I have a equation like this:
$$84 = nx + (n-1)n$$
where, $x$ is odd.
I need to find the fastest way to find a possible $n$ and $x$.
(In this case: $n = 6, x = 9$)
Edit: Maybe the background helps: 84 is the distance between 2 square numbers (100 - 16)
On
As others have said, you have $84=n(n+x-1)$ and you are given that $x$ is odd, so $x-1$ is even and the two factors have the same parity. The factors can't both be odd, since that would give an odd product, so they must both be even.
$84=4\times 3 \times 7$, so you need a $2$ in each factor and split the $3$ and $7$ between them - there are four possibilities.
$84=2\times 42$ gives $n=2, x=41$
$84 = 6 \times 14$ gives $n=6, x= 9$
$84= 14 \times 6$ gives $n=14, x= -9$
$84 = 42 \times 2$ gives $n=42, x=-41$
Note you did not specify positive integers (integers seems to be implied, but is not explicit).
On
Solve for $x$ to get
$$x={84\over n}-(n-1)$$
so that $n$ must be a divisor of $84$. Note that if $n$ is odd, then $84/n$ and $n-1$ are both even, which would make $x$ even. So if we want $x$ to be odd, then we need $n=2m$, which gives us
$$x={42\over m}-(2m-1)$$
Since $2m-1$ is always odd, this expression gives an odd $x$ if and only if $42/m$ is even, which is to say, if and only if $m$ divides $21$. So there are eight solutions in all, corresponding to $n=\pm2$, $\pm6$, $\pm14$, and $\pm42$.
Remark: If you're only looking for positive values in $x$ and $n$, then it's easy to see from $x=(84/n)-(n-1)$ that $n$ must be less than $10$, so it suffices to try the divisors $n=1$, $2$, $3$, $4$, $6$, and $7$. The odd divisors are ruled out as before, and $n=4$ also gives an even value for $x$, so you're quickly left with $n=2$ and $6$, with $x=41$ and $9$, respectively.
On
We can read off a solution from your "background" that $\ 84 = \color{#0a0}{10}^2-\color{#c00}4^2.\,$ Completing the square
$$\ 4n(x\!+\!n\!-\!1)\, =\, (\color{#0a0}{x\!+\!2n\!-\!1})^2 - (\color{#c00}{x\!-\!1})^2 =\,4\cdot 84 = \color{#0a0}{20}^2 - \color{#c00}8^2\qquad\qquad\qquad\quad $$
The "obvious" solution $\ \color{#c00}{x\!-\!1=8}\,\Rightarrow\,x=9;\ \ \color{#0a0}{ x\!+\!2n\!-\!1 = 20}\,\Rightarrow\, n = 6\ $ is the one you seek.

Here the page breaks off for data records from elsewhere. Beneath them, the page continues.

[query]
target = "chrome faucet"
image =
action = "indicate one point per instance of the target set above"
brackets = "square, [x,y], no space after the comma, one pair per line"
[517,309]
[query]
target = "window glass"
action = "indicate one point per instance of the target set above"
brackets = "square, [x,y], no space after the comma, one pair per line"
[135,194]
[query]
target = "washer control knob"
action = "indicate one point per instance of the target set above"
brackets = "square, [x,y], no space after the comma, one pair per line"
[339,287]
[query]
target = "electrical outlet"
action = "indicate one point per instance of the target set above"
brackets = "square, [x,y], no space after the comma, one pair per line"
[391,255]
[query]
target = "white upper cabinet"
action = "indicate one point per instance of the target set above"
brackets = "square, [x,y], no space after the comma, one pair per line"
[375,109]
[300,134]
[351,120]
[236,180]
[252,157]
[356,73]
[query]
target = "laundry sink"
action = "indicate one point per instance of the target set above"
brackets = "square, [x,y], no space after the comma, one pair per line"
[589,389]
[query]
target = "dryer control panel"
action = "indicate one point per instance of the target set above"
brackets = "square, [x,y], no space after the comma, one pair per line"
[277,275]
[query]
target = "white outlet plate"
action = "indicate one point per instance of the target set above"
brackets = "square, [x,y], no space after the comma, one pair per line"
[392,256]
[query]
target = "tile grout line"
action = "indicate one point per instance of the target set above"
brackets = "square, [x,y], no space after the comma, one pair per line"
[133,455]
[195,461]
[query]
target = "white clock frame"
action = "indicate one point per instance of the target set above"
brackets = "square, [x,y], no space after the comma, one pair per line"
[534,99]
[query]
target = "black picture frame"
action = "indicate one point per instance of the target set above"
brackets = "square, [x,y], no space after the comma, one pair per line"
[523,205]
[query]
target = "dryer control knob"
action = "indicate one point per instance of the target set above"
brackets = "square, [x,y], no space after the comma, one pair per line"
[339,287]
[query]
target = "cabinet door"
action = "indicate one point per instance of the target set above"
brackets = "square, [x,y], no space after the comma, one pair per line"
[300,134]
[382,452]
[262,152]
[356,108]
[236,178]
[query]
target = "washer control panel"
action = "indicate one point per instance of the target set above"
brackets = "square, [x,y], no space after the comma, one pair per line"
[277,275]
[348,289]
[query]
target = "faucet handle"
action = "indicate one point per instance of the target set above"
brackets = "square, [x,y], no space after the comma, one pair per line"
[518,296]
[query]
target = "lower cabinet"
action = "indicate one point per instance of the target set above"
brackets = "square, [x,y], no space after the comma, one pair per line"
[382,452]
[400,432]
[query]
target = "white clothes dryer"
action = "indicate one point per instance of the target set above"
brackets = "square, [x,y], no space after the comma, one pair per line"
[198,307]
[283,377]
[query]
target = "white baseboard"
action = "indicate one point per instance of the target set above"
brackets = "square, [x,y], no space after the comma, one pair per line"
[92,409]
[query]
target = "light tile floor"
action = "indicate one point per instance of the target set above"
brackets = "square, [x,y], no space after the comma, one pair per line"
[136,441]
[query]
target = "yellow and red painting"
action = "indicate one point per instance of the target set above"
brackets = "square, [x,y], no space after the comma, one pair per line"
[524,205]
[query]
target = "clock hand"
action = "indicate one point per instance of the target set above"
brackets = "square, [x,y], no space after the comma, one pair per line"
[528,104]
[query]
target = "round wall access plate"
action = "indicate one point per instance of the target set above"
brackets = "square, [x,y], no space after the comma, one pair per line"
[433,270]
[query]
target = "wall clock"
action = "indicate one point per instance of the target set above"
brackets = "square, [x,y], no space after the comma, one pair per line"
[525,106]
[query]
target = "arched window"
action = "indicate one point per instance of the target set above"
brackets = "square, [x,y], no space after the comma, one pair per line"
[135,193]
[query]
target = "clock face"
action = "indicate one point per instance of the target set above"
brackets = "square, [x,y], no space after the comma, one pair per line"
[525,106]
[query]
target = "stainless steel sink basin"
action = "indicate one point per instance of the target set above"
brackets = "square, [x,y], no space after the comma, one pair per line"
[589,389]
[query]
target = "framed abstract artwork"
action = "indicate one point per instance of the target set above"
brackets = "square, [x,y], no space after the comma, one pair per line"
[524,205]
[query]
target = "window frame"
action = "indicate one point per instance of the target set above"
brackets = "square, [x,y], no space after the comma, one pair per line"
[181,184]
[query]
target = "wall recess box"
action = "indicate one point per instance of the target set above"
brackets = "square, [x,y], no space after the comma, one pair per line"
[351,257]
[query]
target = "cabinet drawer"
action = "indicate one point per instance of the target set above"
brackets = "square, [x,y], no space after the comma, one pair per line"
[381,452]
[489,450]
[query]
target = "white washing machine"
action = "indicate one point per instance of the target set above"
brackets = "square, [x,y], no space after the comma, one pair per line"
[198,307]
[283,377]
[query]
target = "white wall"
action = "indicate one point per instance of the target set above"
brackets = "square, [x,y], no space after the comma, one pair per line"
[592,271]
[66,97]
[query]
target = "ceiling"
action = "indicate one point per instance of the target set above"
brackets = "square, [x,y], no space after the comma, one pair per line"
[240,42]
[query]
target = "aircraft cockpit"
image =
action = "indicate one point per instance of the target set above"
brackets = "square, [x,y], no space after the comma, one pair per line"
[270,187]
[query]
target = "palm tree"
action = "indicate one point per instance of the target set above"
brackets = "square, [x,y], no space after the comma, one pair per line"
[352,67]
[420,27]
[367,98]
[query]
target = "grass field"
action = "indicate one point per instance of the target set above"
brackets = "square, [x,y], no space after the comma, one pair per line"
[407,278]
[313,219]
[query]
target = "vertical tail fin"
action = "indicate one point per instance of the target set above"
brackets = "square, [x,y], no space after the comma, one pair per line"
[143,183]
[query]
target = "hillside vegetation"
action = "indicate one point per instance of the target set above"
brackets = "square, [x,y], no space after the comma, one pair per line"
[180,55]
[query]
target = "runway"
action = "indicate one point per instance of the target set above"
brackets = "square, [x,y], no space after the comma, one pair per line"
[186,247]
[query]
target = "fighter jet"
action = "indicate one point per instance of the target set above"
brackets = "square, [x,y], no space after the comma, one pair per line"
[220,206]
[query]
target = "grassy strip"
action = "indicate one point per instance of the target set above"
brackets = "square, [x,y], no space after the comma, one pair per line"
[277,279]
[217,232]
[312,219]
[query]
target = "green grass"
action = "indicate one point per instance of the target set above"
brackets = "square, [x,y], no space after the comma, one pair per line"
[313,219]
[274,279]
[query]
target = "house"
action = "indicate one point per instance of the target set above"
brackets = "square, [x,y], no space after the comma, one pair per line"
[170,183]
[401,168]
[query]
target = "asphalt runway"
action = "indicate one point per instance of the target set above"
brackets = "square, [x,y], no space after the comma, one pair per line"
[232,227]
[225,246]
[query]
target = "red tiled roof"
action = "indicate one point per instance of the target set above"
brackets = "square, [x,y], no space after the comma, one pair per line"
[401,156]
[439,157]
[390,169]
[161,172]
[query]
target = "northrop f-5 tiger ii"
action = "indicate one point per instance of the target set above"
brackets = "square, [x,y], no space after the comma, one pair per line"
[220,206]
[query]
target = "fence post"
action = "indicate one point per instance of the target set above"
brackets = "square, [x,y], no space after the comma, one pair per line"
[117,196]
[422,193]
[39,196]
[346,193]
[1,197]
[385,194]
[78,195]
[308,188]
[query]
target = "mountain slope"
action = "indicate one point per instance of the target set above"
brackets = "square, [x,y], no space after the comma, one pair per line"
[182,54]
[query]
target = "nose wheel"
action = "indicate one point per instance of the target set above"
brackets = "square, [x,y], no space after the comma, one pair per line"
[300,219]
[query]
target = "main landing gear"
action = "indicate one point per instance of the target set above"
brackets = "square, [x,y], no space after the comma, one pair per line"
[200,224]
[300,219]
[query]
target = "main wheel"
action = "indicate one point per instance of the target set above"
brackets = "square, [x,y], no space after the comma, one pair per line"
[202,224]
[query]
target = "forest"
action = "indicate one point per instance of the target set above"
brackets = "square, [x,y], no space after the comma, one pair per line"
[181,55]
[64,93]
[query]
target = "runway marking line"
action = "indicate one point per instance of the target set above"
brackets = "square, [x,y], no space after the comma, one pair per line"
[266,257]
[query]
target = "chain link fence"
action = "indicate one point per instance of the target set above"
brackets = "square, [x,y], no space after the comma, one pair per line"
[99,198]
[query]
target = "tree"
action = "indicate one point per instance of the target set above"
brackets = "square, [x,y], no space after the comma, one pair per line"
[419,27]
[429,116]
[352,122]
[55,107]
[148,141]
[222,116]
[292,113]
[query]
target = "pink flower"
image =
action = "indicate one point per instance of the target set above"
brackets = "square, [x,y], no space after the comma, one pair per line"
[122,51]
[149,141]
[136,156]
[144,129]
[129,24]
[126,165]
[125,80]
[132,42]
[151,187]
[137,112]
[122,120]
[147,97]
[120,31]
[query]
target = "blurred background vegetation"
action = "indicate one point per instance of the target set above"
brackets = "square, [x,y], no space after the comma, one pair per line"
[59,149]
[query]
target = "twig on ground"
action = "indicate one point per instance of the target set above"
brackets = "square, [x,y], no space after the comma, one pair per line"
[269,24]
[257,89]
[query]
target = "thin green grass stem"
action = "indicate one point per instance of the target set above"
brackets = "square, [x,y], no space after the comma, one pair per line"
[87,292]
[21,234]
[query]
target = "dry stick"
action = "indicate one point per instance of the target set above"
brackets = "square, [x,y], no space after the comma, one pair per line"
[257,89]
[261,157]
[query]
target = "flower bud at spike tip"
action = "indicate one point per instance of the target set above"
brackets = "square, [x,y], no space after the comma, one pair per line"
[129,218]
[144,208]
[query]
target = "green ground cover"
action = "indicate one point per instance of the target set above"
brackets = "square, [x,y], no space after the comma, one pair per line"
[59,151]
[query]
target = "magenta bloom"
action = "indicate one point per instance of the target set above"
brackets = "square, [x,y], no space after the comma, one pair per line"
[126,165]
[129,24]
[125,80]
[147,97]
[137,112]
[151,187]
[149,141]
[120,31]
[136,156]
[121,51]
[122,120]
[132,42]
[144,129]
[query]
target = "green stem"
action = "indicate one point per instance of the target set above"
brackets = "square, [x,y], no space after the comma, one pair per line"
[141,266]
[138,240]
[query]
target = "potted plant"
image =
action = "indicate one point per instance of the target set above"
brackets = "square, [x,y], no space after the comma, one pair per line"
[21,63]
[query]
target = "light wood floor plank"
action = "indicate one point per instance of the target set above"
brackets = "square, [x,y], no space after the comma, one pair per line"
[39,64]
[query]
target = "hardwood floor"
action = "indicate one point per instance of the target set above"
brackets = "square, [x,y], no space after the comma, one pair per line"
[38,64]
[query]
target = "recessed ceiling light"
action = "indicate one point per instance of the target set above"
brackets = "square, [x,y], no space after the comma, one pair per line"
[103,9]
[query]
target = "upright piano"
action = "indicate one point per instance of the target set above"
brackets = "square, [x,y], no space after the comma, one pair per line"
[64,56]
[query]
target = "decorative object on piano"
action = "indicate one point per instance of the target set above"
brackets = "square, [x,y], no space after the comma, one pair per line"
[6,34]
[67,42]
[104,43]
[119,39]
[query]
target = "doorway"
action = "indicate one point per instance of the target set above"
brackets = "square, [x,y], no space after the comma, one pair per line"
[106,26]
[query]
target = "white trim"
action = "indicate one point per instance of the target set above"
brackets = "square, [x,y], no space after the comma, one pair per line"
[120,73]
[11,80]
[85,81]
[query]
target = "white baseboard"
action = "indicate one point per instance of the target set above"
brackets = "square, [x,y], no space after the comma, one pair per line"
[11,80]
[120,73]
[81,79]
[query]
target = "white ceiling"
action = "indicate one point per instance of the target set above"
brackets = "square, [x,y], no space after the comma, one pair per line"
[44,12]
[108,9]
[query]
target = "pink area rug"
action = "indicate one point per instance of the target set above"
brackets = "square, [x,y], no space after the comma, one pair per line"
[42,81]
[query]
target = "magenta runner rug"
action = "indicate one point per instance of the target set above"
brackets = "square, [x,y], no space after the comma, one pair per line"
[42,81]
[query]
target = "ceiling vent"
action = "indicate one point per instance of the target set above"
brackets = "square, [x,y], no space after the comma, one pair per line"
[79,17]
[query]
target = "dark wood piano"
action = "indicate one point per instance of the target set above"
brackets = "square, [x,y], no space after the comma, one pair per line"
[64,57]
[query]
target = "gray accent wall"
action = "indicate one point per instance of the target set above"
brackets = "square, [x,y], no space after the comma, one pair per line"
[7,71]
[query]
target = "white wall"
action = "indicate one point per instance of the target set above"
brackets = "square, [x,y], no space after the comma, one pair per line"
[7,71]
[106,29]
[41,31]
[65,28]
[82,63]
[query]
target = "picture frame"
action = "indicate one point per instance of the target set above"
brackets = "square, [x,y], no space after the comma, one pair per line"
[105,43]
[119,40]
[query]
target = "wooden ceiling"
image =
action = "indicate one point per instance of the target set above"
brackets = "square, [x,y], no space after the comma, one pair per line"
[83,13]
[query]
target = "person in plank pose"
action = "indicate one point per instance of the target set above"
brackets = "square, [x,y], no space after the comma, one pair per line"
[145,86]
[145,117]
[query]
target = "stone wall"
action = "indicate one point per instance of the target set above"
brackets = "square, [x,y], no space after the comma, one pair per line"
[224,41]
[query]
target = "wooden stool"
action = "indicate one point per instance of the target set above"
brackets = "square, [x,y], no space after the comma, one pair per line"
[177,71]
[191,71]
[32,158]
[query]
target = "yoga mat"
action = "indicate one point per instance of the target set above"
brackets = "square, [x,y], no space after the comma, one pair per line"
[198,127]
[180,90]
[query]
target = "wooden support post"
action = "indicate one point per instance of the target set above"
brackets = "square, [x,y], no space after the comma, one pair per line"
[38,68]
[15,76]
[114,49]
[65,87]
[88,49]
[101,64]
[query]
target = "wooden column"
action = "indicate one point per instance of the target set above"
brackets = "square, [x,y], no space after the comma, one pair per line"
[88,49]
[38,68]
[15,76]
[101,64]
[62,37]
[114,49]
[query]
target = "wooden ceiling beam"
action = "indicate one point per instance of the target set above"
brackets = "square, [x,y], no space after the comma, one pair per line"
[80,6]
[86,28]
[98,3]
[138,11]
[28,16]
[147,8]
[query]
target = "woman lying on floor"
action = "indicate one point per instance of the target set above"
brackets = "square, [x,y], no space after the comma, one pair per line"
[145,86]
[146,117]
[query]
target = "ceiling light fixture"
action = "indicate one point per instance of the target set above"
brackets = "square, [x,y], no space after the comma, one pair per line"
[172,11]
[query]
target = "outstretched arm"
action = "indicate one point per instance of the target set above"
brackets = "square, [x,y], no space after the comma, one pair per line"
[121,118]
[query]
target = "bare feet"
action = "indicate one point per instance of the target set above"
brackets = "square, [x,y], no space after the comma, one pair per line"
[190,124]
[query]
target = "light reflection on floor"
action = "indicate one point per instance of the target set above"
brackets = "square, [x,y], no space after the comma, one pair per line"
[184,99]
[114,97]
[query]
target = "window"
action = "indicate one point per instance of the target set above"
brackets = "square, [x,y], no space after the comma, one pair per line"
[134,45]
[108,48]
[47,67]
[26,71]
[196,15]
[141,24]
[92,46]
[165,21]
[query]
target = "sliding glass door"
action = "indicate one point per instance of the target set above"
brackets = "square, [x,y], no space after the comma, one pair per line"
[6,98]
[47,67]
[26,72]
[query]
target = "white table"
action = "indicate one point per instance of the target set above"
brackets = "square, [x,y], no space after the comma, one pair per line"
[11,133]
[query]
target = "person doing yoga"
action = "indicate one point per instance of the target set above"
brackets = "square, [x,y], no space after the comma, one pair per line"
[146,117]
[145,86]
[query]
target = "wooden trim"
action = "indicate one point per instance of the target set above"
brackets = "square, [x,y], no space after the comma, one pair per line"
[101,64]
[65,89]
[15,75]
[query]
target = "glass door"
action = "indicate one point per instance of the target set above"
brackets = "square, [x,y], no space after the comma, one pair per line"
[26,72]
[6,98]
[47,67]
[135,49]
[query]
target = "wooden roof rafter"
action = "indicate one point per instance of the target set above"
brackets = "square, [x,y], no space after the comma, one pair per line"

If you aways have such "background", then this may be the simple method that you seek.
We have $84=n(x+n-1)$, hence $n\mid 84$. A possibility is to go through the divisors of $84$ and check if $x$ is an odd integer. It is already, for $n=2$.
Edit: We can find all solutions, but if you only want "a possible $n$ and $x$", this is the fastest.